Incertidumbre sobre el euro
Lo peor que nos ha traído el año 2010 ha sido, sin duda, que la crisis bancaria hiciese mella en el euro. Antes de cumplir los nueve años, así como quien dice, todavía en la niñez, hemos empezado a cuestionar su futuro. Aquellos economistas que desde un principio, siguiendo los pasos de sus colegas estadounidenses, insistieron en que era inviable una moneda única para países con economías tan diferentes, ensoberbecidos proclaman hoy por doquier el consabido "ya lo decía yo y no me hicieron caso".
Desde sus comienzos, los enemigos del euro provienen de Estados Unidos, muy conscientes de las pérdidas que, de inmediato, llevarían consigo que las transacciones en el mercado europeo dejasen de hacerse en dólares, pero sobre todo de la amenaza que a medio plazo supondría que el euro se convirtiera en moneda de reserva. Desde finales de la II Guerra Mundial, el dólar ha monopolizado esta función, así como el pago de la factura del petróleo, y ambos privilegios en buena parte sustentan la influencia de Estados Unidos en las finanzas internacionales, pero también son la causa de que se haya convertido en uno de los países más endeudados del mundo.

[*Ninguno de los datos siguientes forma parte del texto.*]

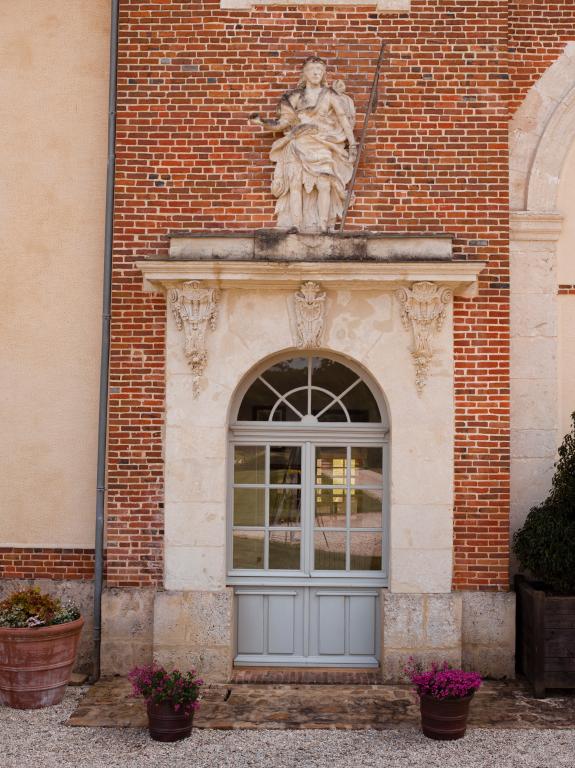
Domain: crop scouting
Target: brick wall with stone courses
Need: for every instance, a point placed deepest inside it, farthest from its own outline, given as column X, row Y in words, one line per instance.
column 46, row 563
column 538, row 32
column 435, row 161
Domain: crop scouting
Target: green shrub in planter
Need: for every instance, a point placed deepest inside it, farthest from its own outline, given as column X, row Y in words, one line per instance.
column 545, row 545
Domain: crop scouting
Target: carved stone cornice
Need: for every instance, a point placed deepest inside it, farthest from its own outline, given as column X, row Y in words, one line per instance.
column 459, row 276
column 309, row 303
column 194, row 309
column 423, row 310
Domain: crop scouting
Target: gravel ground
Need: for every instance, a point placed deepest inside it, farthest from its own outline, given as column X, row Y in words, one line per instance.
column 38, row 739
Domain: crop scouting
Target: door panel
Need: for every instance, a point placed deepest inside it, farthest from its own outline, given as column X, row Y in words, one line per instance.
column 307, row 626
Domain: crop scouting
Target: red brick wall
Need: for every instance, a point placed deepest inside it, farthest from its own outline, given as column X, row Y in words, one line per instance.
column 45, row 563
column 435, row 161
column 538, row 31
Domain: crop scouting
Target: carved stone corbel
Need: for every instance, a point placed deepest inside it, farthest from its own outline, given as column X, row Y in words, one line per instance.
column 309, row 304
column 423, row 310
column 194, row 309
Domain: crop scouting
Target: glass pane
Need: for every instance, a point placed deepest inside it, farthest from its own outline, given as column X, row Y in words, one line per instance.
column 365, row 552
column 365, row 509
column 330, row 466
column 248, row 549
column 319, row 400
column 366, row 466
column 249, row 464
column 284, row 550
column 249, row 506
column 257, row 403
column 299, row 401
column 332, row 376
column 284, row 506
column 361, row 404
column 330, row 507
column 335, row 413
column 285, row 465
column 329, row 551
column 287, row 374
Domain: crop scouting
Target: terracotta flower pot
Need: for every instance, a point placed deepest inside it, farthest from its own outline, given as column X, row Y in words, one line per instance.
column 165, row 724
column 444, row 719
column 36, row 664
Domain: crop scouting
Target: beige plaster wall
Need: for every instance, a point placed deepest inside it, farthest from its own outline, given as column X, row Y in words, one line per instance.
column 566, row 275
column 362, row 325
column 53, row 74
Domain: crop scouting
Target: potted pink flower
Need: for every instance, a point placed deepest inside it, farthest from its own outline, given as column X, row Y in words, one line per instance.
column 444, row 698
column 171, row 699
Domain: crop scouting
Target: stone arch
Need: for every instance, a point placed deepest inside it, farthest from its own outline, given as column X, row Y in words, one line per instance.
column 541, row 135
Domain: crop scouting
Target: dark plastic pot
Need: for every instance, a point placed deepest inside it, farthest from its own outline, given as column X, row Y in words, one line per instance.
column 166, row 724
column 444, row 719
column 36, row 664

Pese a la hostilidad norteamericana, la moneda única ha mostrado una notable estabilidad
El problema estructural de fondo en la eurozona es que, en vez de acortarse, crecen las diferencias en productividad
Pese a la hostilidad norteamericana, el euro ha mostrado una notable estabilidad, a la vez que, como moneda de reserva, ha conseguido una cuota significativa, en torno al 30%. En abril de 2008 Menzie Chinn (Universidad de Wisconsin) y Jeffrey Frankel (Universidad de Harvard) pronosticaron que en 2015 el euro podría reemplazar al dólar. A pesar de los ataques que la moneda europea ha sufrido este último tiempo, no deja de ser llamativo que su valor, con altos y bajos, se mantenga en relación con el dólar. Si desde hace unos meses se cuestiona el euro y cada vez más gente se pregunta por su futuro, no es debido a la rivalidad de Estados Unidos, que existe desde un principio, sino a factores estructurales de la eurozona que la crisis financiera ha puesto de relieve.

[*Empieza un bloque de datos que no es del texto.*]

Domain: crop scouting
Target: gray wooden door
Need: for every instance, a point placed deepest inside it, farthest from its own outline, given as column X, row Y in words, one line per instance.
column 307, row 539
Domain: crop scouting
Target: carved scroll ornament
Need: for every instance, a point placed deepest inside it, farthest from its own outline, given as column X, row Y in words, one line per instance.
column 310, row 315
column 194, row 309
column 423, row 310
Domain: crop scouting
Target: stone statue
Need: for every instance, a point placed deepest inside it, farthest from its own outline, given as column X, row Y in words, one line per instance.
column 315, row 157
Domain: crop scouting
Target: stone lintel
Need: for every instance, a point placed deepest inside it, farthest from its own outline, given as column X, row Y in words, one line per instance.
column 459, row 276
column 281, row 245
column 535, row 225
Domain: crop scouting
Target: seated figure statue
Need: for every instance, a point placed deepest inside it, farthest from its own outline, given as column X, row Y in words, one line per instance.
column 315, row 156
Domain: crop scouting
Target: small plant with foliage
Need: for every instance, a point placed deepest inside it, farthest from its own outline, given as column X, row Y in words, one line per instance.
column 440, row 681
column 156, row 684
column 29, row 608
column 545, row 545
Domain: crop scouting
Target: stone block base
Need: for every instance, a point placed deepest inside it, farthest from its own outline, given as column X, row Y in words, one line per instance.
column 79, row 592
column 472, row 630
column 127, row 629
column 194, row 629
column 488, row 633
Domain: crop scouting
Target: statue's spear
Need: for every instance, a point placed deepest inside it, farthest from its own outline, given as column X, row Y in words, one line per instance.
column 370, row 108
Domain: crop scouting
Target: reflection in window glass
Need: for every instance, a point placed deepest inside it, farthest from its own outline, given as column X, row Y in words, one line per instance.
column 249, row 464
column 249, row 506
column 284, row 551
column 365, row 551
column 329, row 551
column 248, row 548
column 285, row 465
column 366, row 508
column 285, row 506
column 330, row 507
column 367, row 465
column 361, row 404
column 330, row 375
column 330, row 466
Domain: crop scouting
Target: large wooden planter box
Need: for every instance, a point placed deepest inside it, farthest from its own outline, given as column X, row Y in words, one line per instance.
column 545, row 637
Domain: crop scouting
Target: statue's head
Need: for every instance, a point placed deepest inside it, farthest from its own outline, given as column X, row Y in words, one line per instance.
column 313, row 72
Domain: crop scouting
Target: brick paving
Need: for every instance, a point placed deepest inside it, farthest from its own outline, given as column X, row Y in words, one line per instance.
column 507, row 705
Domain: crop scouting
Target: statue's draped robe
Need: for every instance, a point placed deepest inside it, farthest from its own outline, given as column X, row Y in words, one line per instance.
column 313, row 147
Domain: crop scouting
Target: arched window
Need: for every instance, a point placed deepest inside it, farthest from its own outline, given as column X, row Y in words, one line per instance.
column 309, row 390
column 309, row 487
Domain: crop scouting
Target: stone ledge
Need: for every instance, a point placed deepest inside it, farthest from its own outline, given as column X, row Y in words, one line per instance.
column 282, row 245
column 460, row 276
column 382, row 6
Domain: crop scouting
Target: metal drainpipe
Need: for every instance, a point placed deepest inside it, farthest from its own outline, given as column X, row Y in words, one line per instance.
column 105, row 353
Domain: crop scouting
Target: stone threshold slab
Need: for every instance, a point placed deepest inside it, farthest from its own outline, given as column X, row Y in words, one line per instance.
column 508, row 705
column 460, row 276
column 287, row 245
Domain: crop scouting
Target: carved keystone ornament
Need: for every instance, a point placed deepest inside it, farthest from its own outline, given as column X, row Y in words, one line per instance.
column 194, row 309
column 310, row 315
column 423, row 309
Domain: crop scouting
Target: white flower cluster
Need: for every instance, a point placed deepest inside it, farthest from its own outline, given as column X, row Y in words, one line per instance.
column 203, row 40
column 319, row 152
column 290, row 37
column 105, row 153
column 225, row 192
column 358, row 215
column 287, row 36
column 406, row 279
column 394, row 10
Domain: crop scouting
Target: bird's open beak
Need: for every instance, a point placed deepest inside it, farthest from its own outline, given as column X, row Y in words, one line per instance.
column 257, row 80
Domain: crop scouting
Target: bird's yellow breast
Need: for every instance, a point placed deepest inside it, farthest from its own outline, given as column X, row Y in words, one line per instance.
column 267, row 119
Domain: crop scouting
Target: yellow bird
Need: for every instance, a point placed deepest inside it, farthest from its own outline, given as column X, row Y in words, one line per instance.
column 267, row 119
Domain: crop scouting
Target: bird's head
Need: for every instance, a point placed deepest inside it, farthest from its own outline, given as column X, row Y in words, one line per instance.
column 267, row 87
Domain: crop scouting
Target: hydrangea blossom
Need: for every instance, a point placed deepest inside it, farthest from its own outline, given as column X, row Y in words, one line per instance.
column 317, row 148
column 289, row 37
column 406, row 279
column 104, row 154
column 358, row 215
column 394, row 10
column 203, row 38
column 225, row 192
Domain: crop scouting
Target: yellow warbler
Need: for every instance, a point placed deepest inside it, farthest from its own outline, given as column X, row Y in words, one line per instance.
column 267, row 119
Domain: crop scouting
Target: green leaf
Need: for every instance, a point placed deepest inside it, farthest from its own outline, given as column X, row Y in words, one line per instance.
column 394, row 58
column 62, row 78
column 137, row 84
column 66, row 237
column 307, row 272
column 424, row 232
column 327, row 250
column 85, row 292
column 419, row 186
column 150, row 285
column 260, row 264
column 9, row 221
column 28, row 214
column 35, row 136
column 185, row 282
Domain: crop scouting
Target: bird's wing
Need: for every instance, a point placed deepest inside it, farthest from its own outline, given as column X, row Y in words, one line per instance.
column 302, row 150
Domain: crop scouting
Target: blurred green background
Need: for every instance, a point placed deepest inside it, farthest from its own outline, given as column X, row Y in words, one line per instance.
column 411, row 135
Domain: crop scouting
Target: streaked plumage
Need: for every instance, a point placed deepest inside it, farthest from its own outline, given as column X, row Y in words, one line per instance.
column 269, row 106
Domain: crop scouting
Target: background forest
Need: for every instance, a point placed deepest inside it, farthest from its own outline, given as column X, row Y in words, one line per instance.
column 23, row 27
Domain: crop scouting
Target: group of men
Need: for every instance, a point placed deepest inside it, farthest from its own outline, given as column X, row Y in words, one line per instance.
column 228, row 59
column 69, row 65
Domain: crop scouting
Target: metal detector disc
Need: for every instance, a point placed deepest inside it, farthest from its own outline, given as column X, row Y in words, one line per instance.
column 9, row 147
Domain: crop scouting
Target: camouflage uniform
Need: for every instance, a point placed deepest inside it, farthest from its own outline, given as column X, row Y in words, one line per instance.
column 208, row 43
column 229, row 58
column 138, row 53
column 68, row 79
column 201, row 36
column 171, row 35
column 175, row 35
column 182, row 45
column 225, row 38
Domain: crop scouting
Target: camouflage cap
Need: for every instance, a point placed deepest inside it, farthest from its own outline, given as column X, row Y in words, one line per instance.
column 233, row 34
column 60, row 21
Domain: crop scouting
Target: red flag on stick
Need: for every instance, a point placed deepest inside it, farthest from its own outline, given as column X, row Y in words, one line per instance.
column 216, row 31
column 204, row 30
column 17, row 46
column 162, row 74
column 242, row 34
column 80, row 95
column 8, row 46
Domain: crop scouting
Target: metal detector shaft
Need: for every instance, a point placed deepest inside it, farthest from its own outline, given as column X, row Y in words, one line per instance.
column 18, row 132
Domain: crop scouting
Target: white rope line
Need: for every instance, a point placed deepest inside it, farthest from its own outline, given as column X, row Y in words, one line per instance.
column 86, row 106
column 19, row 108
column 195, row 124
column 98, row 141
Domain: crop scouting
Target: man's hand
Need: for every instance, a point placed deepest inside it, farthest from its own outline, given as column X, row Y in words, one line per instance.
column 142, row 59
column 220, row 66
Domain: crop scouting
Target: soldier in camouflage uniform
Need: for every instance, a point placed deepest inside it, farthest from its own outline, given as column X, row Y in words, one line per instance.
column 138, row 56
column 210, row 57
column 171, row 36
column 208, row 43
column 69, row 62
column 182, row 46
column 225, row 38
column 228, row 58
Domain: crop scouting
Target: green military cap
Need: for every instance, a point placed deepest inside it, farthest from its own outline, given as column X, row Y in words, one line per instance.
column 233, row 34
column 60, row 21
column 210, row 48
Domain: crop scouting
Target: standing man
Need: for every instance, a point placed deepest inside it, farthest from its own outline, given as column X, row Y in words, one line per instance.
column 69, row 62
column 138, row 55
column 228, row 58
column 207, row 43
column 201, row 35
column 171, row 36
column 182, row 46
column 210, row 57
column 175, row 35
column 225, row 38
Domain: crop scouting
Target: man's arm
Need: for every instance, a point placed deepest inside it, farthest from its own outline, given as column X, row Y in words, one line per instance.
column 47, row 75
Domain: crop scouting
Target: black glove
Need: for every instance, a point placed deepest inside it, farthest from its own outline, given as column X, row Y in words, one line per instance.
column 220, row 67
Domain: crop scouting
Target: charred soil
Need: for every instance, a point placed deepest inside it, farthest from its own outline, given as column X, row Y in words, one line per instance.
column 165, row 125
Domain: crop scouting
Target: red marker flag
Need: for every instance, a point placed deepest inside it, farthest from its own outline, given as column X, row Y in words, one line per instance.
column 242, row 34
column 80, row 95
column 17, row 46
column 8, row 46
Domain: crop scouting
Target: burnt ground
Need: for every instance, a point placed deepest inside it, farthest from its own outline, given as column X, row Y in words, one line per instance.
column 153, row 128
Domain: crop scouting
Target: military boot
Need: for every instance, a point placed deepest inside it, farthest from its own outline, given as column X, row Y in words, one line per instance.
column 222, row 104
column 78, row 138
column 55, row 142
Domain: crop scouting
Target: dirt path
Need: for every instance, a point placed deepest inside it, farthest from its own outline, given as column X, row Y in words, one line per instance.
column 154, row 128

Hace poco le oí decir a un político alemán que el euro no tiene problema alguno, los tienen únicamente los Estados por sus altísimos endeudamientos, como si no hubiera sido la moneda común la que los haya facilitado. Gracias al euro, hemos vivido unos años dorados en los que la Europa del norte, a la cabeza Alemania, aumentaba sin cesar las exportaciones a la eurozona, mientras que la del sur, con una moneda fuerte, una inflación baja e intereses por los suelos, podían subir los salarios, aumentar el consumo -también con el crecimiento fulminante de la inmigración- muy por encima de lo que permitían actividades poco productivas, como la construcción, pero que originaban grandes beneficios.

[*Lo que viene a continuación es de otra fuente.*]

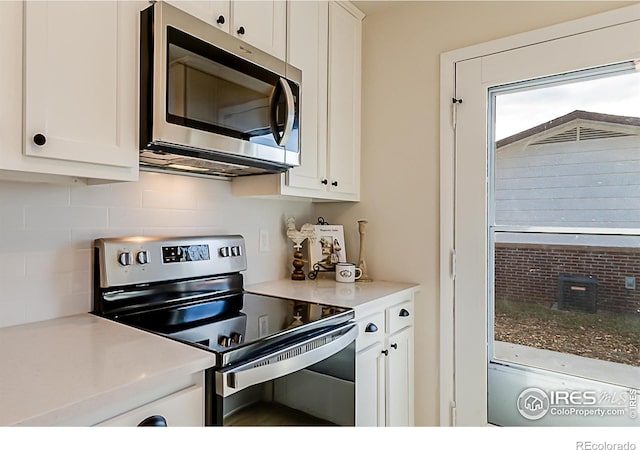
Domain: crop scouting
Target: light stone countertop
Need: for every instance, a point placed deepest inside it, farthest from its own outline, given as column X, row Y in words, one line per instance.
column 328, row 291
column 55, row 369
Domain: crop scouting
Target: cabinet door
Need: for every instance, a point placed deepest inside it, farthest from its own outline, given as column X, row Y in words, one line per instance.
column 307, row 50
column 344, row 100
column 216, row 13
column 400, row 378
column 81, row 81
column 262, row 24
column 370, row 390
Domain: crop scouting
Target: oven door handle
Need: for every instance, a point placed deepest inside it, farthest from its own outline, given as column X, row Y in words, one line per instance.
column 283, row 362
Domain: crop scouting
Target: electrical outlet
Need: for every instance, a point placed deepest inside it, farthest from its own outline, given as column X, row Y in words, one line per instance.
column 263, row 241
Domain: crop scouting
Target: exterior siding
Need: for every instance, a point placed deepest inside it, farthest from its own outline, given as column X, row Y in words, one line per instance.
column 530, row 272
column 592, row 183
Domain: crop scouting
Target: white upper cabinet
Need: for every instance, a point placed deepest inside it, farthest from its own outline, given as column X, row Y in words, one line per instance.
column 344, row 101
column 217, row 13
column 324, row 41
column 261, row 23
column 80, row 87
column 307, row 50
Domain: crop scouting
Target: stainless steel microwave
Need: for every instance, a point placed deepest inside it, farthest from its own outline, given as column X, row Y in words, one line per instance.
column 211, row 104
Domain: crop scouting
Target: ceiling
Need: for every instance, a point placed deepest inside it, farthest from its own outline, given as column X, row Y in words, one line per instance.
column 370, row 7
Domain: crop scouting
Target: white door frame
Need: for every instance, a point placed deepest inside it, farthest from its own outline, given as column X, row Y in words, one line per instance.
column 450, row 381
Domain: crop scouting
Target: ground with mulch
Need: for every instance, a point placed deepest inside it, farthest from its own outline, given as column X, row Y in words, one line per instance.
column 603, row 336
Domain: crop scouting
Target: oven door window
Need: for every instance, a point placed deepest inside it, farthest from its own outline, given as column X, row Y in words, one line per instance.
column 321, row 394
column 212, row 90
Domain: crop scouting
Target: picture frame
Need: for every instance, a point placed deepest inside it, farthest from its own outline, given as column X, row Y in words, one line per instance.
column 327, row 247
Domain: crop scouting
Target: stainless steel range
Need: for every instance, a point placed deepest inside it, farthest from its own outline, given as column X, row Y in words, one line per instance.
column 278, row 361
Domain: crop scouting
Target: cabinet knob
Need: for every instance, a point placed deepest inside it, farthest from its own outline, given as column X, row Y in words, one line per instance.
column 153, row 421
column 39, row 139
column 371, row 328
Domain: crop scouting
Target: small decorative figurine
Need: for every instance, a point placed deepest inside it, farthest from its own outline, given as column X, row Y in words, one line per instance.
column 298, row 237
column 362, row 265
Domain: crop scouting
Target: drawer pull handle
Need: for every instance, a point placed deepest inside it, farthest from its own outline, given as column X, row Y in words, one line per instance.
column 153, row 421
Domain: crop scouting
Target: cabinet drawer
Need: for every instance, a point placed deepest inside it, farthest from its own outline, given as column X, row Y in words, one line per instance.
column 182, row 408
column 399, row 316
column 370, row 330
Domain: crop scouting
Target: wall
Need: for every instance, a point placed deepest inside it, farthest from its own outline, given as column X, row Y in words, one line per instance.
column 46, row 232
column 400, row 146
column 530, row 273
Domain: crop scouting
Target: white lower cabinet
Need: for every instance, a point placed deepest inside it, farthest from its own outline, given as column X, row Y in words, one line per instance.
column 184, row 408
column 384, row 363
column 324, row 41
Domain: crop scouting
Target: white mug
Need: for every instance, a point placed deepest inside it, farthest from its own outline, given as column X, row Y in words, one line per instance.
column 346, row 272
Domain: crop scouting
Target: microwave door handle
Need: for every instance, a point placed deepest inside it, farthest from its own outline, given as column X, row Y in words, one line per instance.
column 232, row 380
column 291, row 112
column 284, row 87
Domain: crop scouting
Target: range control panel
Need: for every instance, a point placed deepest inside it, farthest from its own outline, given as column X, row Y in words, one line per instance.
column 135, row 260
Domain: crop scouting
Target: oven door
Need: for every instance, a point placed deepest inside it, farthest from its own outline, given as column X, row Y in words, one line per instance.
column 310, row 382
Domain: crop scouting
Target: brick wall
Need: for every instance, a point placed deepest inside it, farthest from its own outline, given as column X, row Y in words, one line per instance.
column 529, row 272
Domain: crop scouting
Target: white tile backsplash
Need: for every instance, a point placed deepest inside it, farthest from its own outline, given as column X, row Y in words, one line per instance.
column 46, row 234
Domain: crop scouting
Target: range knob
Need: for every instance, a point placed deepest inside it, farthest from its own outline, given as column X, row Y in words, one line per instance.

El problema estructural de fondo en la eurozona es que, en vez de acortarse, crecen las diferencias en la productividad. Ahora bien, las cuestiones que atañen a la productividad son endiabladamente complejas, ya que conciernen al sistema productivo, al educativo, a mentalidades y formas de comportamiento firmemente asentadas, dependiendo, en último término, de una cohesión social que impida se dispare la desigualdad. Como remedio se ha propuesto crear un euro fuerte para los países con mayor productividad, y un segundo, que podría devaluarse, para los que no crecieran al mismo ritmo; pero a nadie se le oculta los problemas, prácticamente insolubles, que llevaría consigo la conversión de un euro al otro.
Nos hallamos ante el dilema de apostar por el euro, poniendo en marcha los controles presupuestarios y la convergencia fiscal imprescindibles, o bien retornar a la maraña de monedas, con todos los costos y riesgos que ya conocemos y que con la globalización no han hecho más que aumentar. Si ponemos en parangón las enormes dificultades y gravísimos peligros que comporta cada una de estas opciones, no solo todos los Gobiernos, sino el sentido común, concluyen que es mucho más difícil y arriesgado dar marcha atrás que seguir avanzando, por arduo que sea, en el proceso de integración económica. Por mi parte me atrevo a pronosticar, si no ocurren catástrofes políticas y naturales con las que siempre hay que contar, que en diez años el euro seguirá existiendo y es la libra esterlina la que habrá desaparecido.